How is technology used in medicine?
One area where technology has come in very handy in the healthcare sector is in the imaging department. It has made it so easy for us to visualize everything inside our body. Something that couldn’t be done in the years gone by. From a physician to a surgeon, every doctor uses the assistance of imaging, both for diagnostic purposes as well as for treatment purposes such as ovarian cyst removal Singapore. Because appropriate management of the patient relies on correct diagnosis. While clinical symptoms and signs may provide a ﬁrm diagnosis in some cases, other conditions will require the use of supplementary investigations including imaging techniques.
The number and scope of imaging techniques available to doctors have dramatically increased within a generation from a time when radiographs alone were the mainstay of investigation. For example now you have the ultrasound scan which has made it possible for treatment with an IVF specialist to take place.
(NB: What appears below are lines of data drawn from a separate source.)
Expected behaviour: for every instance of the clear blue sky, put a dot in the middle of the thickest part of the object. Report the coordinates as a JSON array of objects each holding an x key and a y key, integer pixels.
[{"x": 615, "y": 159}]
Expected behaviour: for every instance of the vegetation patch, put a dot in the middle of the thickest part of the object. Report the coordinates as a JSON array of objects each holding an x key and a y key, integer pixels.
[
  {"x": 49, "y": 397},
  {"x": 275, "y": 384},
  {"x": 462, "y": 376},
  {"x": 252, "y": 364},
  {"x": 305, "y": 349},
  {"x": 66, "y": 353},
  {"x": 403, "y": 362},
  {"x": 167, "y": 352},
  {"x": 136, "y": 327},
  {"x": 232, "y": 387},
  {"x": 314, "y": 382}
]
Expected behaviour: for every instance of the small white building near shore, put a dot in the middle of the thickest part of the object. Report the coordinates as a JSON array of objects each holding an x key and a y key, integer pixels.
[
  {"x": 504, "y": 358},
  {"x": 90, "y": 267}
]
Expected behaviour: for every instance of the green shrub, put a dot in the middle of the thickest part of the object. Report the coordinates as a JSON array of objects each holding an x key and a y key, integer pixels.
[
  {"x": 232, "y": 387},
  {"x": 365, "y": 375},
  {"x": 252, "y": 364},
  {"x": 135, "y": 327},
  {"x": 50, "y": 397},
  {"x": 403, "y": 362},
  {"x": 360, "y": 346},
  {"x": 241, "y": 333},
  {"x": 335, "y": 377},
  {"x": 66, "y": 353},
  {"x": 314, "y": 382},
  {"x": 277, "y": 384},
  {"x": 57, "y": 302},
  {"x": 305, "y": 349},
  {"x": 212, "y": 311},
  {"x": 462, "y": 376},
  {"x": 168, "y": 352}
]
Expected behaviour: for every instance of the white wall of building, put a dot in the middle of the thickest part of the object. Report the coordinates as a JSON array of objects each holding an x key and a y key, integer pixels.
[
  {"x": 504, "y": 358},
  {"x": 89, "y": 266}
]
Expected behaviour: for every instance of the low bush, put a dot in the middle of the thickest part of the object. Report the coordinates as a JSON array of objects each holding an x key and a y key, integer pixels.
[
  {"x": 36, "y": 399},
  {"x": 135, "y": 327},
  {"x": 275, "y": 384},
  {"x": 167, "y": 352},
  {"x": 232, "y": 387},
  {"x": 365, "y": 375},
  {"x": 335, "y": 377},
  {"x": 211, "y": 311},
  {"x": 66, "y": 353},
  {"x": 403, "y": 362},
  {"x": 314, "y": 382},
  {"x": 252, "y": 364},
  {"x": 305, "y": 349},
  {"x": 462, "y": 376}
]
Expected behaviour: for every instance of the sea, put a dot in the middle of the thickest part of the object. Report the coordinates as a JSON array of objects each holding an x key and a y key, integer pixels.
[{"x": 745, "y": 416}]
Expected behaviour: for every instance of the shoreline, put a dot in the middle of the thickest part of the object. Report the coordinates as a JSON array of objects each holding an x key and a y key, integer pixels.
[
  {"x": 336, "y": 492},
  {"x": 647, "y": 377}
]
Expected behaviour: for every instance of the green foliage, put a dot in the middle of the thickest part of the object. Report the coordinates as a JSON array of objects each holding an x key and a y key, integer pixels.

Then there was the development of color Doppler, computed tomography (CT) and magnetic resonance imaging (MRI) which have enabled the doctors to make increasingly conﬁdent diagnoses and has reduced the need for diagnostic surgical techniques such as explorative laparotomy.
Faced with such a plethora of imaging to choose from, it is important that the patient is not sent on a journey through multiple unnecessary examinations. As a basic principle, the simplest, cheapest test should be chosen that it is hoped will answer the clinical question. This necessitates knowledge of the potential complications and diagnostic limitations of the various methods. The choice of technique is often dictated by equipment availability, expertise and cost, as well as the clinical presentation. However, it must be emphasized that, not infrequently, the most valuable investigation is a prior radiograph; this not only reduces the cost and the amount of radiation a patient receives but very often improves patient care.